In the paper, I noticed that ablation study shows applying pos-embedding for each layer in encoder will draw the performance, and I also conduct some experiments which also show that pos-embedding doesn't give the network more power.
I looked into the implementation of pos-embedding. Different from usage in other research work (Obj detection like DETR, or CoTR for feature matching), the position embedding in LoFTR is added to all query, key, value.
Now I want to give my thoughts of position embedding in LoFTR based on points above, and hope someone can leave comments.
First, I think position embedding in LoFTR only makes sense for self-attention, and it serves as drawback in cross-attention. Suppose a feature point in Left image is building relation with its correspondence in Right image, it will get confused because the position-embeddings at these two points are tolly different in most cases (because their pixel coordinates are different). I think the good case is: when a feature point in left image is building relation with its correspondence, it will be more confident if the position embedding at these two points are almost the same. In other word, for now the position embedding is more like noise to image feature? And that's why adding more position embedding at each encoder layer will strangely draw performance down.

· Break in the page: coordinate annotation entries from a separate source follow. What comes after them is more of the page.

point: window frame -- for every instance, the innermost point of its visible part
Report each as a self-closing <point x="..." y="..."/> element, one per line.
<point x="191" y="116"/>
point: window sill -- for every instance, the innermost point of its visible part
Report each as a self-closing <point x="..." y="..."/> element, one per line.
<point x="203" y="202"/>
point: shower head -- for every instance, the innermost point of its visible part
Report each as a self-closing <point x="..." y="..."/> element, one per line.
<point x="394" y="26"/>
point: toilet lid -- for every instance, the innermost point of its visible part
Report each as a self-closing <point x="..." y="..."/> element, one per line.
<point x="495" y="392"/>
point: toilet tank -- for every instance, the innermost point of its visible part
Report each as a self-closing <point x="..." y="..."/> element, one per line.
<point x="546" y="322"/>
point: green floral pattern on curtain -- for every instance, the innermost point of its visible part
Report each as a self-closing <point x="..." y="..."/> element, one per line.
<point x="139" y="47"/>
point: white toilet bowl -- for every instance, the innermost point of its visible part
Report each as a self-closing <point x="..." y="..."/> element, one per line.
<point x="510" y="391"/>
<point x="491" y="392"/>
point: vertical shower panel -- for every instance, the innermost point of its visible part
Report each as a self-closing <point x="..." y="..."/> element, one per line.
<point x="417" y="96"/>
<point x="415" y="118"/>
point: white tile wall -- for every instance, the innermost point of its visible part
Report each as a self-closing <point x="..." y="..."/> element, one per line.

Second, about how position embedding can work. Based on papers I have tasted, I think position embedding can work better with transformer decoder. In transformer decoder, we use some queries which are embedded with query pos to build relation with memory output by transformer encoder. And here the query pos serves as the same thing as what position embedding does. The position information here enables the query to learn the targeted parts of the memory to generate more meaningful information.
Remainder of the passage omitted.